Princes of the Apocalypse is a 250-ish page hardbound adventure for 5th edition Dungeons and Dragons characters level 1-15, with an MSRP of $49.95 USD. Here's roughly what you're paying for:
13 pages of background, factions, and adventure hooks
21 pages on Red Larch and the surrounding Dessarin Valley, the area where the adventure occurs.
140 pages of keyed adventure locations, dungeons, and side treks.
24 pages of monsters and NPCs
8 pages on the Princes of Elemental Evil
4 pages of new magic items
3 pages on Genasi as a player race
13 pages of new spells
8 pages on adapting the material to various published D&D worlds.
5 pages of sketchbook and concept art for things that didn't make it into the adventure but really, really should have. I am definitely bringing the Walrus Knight back.

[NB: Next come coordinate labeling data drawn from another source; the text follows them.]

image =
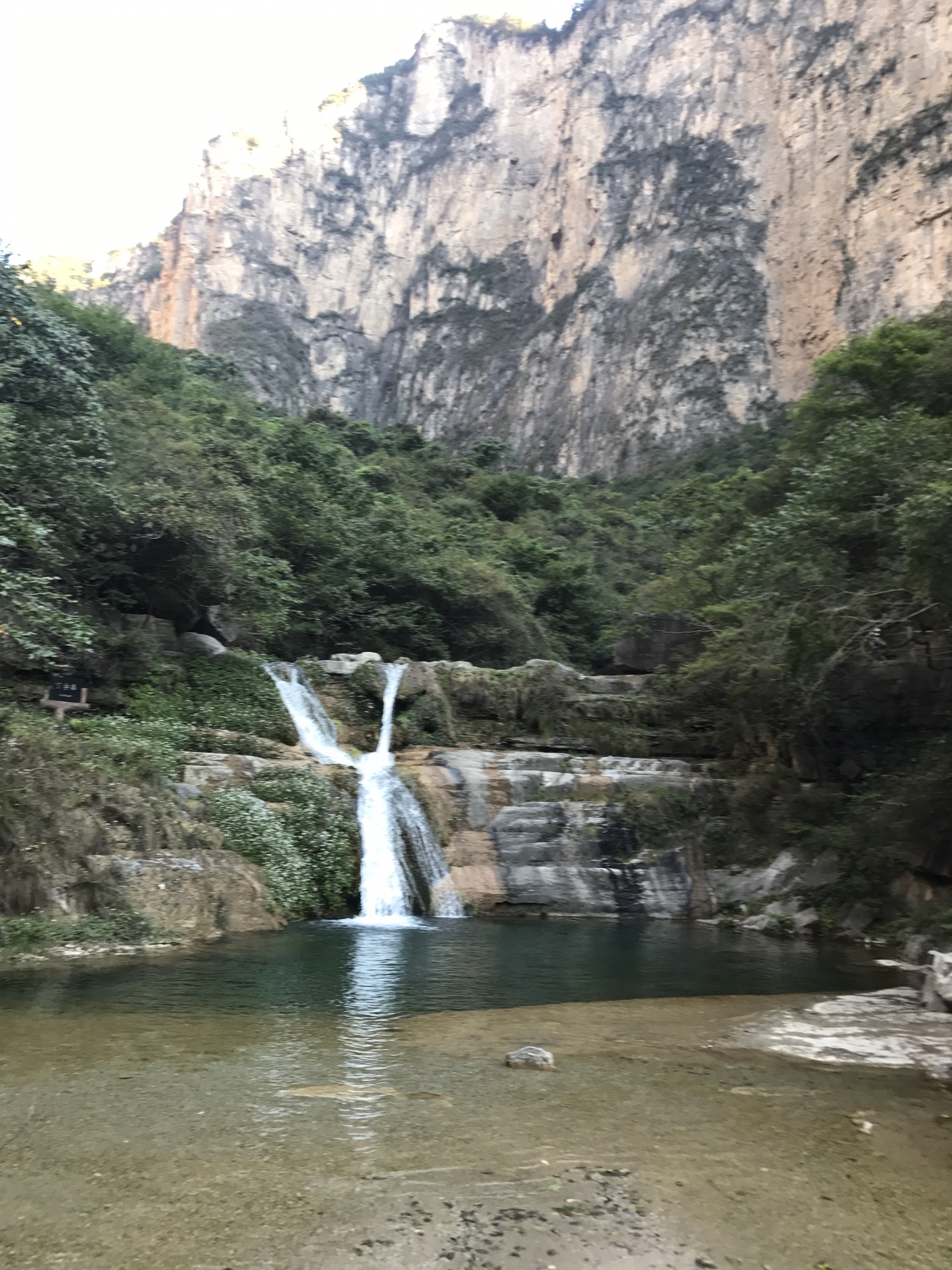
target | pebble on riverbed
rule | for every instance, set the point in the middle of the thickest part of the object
(531, 1056)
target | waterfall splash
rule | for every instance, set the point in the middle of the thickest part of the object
(391, 820)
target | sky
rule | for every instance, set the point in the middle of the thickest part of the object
(110, 103)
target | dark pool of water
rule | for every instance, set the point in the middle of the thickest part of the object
(332, 968)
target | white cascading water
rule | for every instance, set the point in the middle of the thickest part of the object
(386, 810)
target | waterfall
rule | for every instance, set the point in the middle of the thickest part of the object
(400, 859)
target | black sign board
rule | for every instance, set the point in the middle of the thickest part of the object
(67, 687)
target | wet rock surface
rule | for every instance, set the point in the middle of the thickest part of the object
(536, 832)
(883, 1029)
(530, 1056)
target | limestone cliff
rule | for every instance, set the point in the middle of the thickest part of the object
(593, 243)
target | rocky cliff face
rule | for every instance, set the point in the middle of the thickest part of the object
(597, 243)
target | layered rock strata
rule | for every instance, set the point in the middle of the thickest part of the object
(539, 833)
(593, 243)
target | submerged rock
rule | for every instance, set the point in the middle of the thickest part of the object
(531, 1056)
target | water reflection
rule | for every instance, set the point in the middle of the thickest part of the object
(367, 1043)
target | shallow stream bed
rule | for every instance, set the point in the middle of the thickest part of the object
(334, 1095)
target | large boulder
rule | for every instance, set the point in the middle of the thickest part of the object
(658, 639)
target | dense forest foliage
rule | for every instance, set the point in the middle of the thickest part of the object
(815, 556)
(140, 478)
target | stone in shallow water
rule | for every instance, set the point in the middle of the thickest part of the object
(530, 1056)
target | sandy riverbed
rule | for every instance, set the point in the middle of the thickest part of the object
(139, 1141)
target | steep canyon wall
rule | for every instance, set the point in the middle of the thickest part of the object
(597, 244)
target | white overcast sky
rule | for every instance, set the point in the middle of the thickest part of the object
(108, 103)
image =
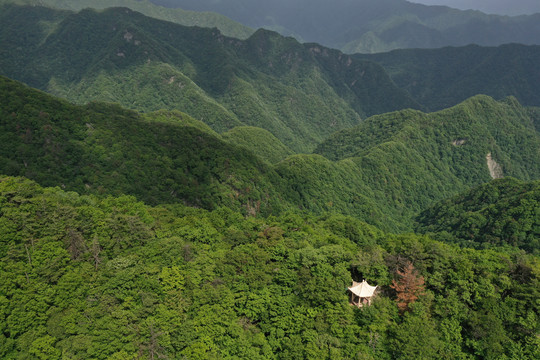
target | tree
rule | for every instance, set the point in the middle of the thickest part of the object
(408, 287)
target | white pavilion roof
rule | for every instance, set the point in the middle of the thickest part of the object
(362, 289)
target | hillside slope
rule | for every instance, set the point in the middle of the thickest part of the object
(440, 78)
(225, 25)
(111, 278)
(501, 213)
(410, 159)
(300, 93)
(384, 172)
(163, 157)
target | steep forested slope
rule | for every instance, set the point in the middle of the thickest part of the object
(384, 172)
(440, 78)
(188, 18)
(373, 25)
(410, 159)
(162, 157)
(502, 212)
(300, 93)
(110, 278)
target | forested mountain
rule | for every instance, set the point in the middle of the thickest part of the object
(390, 167)
(368, 26)
(161, 157)
(225, 25)
(409, 159)
(183, 222)
(440, 78)
(111, 278)
(300, 93)
(502, 212)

Note: these counts are eyeballed. The font size is generous and there is a vast amount of art in this book.
The book itself is Realms-centric, but only in the naming of certain factions and cities. It's slightly worse than what we saw in The Lost Mines of Phandelver. I'm not spoiling much by saying this adventure is about preventing an elemental apocalypse.
WHAT I LIKED:
The structure is pretty good. The adventure starts small, with a missing persons investigation, which leads to the discovery of one or more cults active in the area. The events will progress with or without the intervention of the PCs, and how they deal with them is a matter of choice. Combat is one solution, though infiltration and intrigue are likely to be more fun. For being nonlinear, the writers have managed to make the progression of events/monsters/cool locations feel earned.
Plenty of dungeons. Much like Zelda, there's a Water Temple, an Earth Temple, a Fire Temple, and Wind Temple. The Elemental Nodes are cinematic and evocative. The cults are just developed enough for the DM to make their own. There is a crapload of adventure content. Several of the side treks seem really fun. Actually, if you're starting a new campaign you'll need to run a couple off the bat, as the real joint doesn't really kick off until you're 3rd level.
It's not an adventure path. I wouldn't describe it as an adventure path in the Paizo sense because there doesn't appear to be any railroading (note: I understand that a certain amount of railroading is to be expected in an adventure path, which is why I'm happy Princes of the Apocalypse isn't one). It's really a campaign more than an adventure module.
Diversity of enemies. I feel like half the monsters in the Monster Manual show up in this thing. Some of them seem a bit randomly placed but it wouldn't be D&D otherwise. Also, over 15 levels you're likely to get mighty sick of 100% elemental-themed enemies.
The Balloon Pack: one of the magic items is essentially an air elemental-powered jet pack.
Shoutouts to The Temple of Elemental Evil are there without really being there at all. I always wanted to like that adventure but never really did, and I actually think I'd have more fun with this one.
WHAT I THINK IS REALLY DUMB:
The overland map. Once again, WOTC publishes a very pretty map gridded out in numberless 10-mile hexes. Which is good for determining travel times and that's it. There is ample dead space in this book to include 10 pages of encounters keyed to hexes. Even if you don't want to write them, at least number the fucking hexes for me, Mister Fifty Dollar Book.
What they cut. Those concept art pages have some pretty great stuff that I wish was in there. Giant vulture riders? Brain parasites? Arial dungeons? Who says no to stuff like that? (Answer: Chris Perkins)
A GENERAL OBSERVATION:
Like any book of this type, many DMs will want to tinker around to make the enemies and cults fit the world they're running. I think they've done a good job giving you an adventure that works without giving you too much that you won't use. Room and location descriptions are for the most part brief and manageable. These aren't One Page Dungeons, but I doubt anyone really expected them to be. This is always a hard balance to strike because everyone in the OSR knows you could do this book in a third of the page count, but then someone else will complain they paid for something that ain't finished cookin' yet.
BUT WOULD YOU RUN IT THO?
Yes, totally. I am not overcome with a burning desire to do so first thing tomorrow, but that might actually be a good thing. It's a solid, nonlinear, site-based adventure with plenty to do, and it stands head and shoulders above Tyranny of Dragons. I think this would be a lot of fun for any group looking for a lengthy, classic-feeling cult-bashing adventure. Many bonus points if they're also Avatar and Legend of Korra fans.
If you can't get down with insane cults who worship the concept of air or whatever, then this is probably not for you.